Udo Kemmerling / 19.02.2019

Ob diese Soziologen-Spinner es auch noch als Fortschritt betrachten würden, wenn ich ihnen “unaufgeregt, gelassen und pragmatisch” meine Meinung dazu “mitteilen” würde???

Karl Reiter / 19.02.2019

Eine Scheidung ist dann wohl der finale Beweis einer überaus harmonischen Beziehung?! Das folgt ganz dem Manual der ARD, das kürzlich publik wurde. Es ist das “Neusprech”, dass Orwell in “1984” schon propagiert. Diese Art “Wissenschaftler” wissen hinterher immer genau, warum etwas nicht funktioniert. Vorher werden Fakten einfach so lange verdreht, bis es passt.

Markus Hahn / 19.02.2019

Frau Prof. Frank gendert übrigens auch rum.  An der TU Dortmund hat die soziale Blase Wände wie Schildkrötenhaut.

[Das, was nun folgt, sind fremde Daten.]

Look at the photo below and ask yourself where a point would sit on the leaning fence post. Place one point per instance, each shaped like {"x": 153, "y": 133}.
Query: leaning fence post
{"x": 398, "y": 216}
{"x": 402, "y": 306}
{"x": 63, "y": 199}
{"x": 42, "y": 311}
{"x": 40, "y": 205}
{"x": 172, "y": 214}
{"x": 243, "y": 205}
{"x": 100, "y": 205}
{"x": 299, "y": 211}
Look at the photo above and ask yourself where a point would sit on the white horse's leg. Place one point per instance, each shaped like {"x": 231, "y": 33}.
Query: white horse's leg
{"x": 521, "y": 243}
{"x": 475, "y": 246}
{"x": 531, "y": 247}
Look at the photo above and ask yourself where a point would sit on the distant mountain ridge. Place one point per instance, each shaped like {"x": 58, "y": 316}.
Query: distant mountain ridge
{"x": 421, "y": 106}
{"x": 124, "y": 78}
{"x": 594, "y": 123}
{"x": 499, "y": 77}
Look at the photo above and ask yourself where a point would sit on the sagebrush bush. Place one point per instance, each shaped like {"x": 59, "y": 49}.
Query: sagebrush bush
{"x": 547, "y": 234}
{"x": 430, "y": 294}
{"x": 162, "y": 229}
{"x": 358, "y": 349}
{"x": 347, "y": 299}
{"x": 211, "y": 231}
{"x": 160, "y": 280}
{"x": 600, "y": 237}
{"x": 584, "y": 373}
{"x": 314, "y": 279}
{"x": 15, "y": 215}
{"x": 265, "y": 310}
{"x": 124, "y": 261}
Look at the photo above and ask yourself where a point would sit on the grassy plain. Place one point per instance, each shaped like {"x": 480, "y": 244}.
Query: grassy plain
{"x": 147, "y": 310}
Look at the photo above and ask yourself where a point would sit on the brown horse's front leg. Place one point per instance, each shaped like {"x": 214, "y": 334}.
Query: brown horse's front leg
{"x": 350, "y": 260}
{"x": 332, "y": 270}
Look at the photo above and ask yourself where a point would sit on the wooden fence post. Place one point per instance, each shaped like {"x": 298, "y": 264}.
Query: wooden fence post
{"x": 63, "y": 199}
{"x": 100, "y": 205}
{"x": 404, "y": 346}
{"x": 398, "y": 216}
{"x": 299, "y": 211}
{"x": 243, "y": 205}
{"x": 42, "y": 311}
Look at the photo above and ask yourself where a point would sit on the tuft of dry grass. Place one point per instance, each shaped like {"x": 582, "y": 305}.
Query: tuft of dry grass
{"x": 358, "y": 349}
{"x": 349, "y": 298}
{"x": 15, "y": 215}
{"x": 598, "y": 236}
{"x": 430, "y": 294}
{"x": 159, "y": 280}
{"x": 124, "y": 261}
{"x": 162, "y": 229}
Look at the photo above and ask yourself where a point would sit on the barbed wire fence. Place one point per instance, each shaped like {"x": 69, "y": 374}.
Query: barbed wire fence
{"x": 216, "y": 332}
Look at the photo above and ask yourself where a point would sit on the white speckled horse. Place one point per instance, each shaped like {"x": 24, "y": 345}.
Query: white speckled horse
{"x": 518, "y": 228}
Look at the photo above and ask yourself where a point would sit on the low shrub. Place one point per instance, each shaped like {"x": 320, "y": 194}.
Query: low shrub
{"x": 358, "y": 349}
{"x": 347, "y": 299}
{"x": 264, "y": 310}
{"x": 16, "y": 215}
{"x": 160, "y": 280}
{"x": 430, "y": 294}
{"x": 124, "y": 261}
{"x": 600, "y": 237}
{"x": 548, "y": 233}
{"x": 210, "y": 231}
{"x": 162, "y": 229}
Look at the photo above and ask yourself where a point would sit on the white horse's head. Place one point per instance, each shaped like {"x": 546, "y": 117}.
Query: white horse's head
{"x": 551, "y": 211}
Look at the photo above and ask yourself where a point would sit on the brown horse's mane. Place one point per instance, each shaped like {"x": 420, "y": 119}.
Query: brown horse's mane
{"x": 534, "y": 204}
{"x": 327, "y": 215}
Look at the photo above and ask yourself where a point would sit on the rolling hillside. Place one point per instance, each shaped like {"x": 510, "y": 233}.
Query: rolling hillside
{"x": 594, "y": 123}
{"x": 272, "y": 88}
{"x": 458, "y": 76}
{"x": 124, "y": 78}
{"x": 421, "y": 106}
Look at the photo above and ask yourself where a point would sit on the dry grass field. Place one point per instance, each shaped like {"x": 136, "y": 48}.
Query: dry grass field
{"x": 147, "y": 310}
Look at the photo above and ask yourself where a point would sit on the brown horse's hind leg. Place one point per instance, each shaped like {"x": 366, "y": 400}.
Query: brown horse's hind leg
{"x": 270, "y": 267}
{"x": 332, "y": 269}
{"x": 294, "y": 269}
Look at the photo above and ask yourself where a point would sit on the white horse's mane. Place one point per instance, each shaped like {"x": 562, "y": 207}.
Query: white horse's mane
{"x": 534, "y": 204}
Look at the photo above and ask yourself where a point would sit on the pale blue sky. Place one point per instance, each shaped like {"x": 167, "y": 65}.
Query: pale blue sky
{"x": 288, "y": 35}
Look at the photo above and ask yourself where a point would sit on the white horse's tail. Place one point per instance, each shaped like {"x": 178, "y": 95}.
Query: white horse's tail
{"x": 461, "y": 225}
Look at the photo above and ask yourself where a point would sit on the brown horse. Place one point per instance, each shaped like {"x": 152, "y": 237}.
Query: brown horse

Susanne antalic / 19.02.2019

Es ist putzig, wer in Deutschland in diesen Zeiten als Wissenschaftler oder Experte benannt wird. Es ist wie es ist, Mittläufer kommen endlich zu Wort, nach langen mageren Zeiten. Es soll sich lohnen, auf der “richtige Seite” zu stehen. Die qualifizierten mit “falsche Meinung” werden abgesegt, die unqualifizierten eingestzt, ist nicht neues, hatten wir schon gehabt. D a wird die Wissenschaft in Deutschland “grosse Fortschritte” machen.